A good safety record exists in this area primarily because refrigerant has been packaged at the factory in disposable “discharge only” cylinders.
Disposable cylinders are filled in a controlled environment at the factory, according to prescribed industry standards set by the cylinder manufacturers.
With the return of reusable cylinders for the storing and removal of refrigerants between equipment and storage or reclaiming sites, the potential for problems and accidents will increase.
Like all fluids contained in a pressurized cylinder, the liquid refrigerant will expand and the gaseous refrigerant will increase in pressure as the temperature increases.
All pressurized vessels are potentially explosive.
Anyone witnessing the results of a ruptured cylinder knows the devastating force it unleashes.
Returning to reusable cylinders presents technicians with the very important safety issue of preventing the overfilling of refrigerant cylinders when recovering refrigerant and the resulting personal injury, property damage and financial liability.
For more information, see Storage Guidelines within the Code of Practice.
There are three primary causes of a ruptured cylinder:
Under certain conditions, liquid refrigerants will expand to a point where the cylinder can no longer contain the pressure.
Underwriters’ Laboratories of Canada (ULC) has scientifically determined the maximum volume of refrigerant that can be safely stored in a cold cylinder and later transferred to locations is 80%.
This expansion condition can exist when a cylinder is filled to a level above 90% of the capacity of the cylinder in the cool of the morning.
When temperatures are hot, refrigerant can expand to completely fill the cylinder, causing the cylinder to rupture.
Overfilling can also occur when recovering refrigerants that contain oil.
Oils are less dense than refrigerant and therefore weigh less.
Care should be taken to ensure that the cylinder is filled to 70% of its capacity by weight.
Caution must be exercised to never overfill the cylinder with virgin refrigerant to more than 80% of its weight by volume.
When recovering refrigerant of an unknown quality, such as contaminated refrigerant from a compressor burn-out, a good rule to follow is to fill the cylinder to no more than 70% of its total volume by weight.
Misapplication of Relief Valves on Cylinders
Technicians often mistakenly believe that cylinders equipped with pressure relief valves are safe from reaching dangerous pressure levels.
The reality is that relief valves are designed to relieve vapour pressure only, not liquid pressure.

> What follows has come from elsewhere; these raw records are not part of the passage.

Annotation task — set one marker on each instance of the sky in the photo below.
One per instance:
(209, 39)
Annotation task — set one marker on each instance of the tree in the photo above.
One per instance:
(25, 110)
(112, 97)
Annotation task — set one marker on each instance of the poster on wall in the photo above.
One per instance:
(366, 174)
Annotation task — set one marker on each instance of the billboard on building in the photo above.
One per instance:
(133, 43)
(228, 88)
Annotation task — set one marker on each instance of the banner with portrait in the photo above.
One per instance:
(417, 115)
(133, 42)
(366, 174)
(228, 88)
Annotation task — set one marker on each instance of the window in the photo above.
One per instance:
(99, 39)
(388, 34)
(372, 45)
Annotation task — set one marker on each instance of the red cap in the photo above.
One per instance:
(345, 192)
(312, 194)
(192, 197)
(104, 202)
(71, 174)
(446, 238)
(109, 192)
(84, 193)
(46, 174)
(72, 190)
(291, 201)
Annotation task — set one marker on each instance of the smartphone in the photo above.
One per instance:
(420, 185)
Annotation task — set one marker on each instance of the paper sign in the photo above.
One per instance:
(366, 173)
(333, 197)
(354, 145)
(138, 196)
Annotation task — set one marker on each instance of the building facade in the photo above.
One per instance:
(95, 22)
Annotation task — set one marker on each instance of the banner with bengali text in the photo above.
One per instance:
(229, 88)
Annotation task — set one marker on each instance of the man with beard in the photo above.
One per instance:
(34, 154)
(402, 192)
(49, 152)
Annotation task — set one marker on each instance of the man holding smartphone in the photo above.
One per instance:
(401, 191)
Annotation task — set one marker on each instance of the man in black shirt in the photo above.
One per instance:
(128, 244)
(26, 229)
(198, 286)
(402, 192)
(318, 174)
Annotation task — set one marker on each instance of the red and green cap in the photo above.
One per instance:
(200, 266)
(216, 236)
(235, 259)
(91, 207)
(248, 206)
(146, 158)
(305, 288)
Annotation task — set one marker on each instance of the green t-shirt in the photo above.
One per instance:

When a cylinder is overfilled with liquid refrigerant, the relief valve does not provide the protection it was designed for.
Liquid refrigerant under pressure when exposed to a pressure relief valve, will expand faster than the relief valve’s designed capacity to bleed off the refrigerant gas, resulting in an over-pressured cylinder and possible rupturing of the cylinder.
Whether the cylinder ruptures or not, the relief valve will vent refrigerant into the atmosphere, which is illegal and harmful to the environment.
False Sense of Security
Many technicians gain a false sense of security from the knowledge that cylinders are tested, inspected and certified every five years.
There is concern that the corrosive effects of acid in recovered liquid refrigerant could seriously reduce the ability of cylinders to withstand design pressures.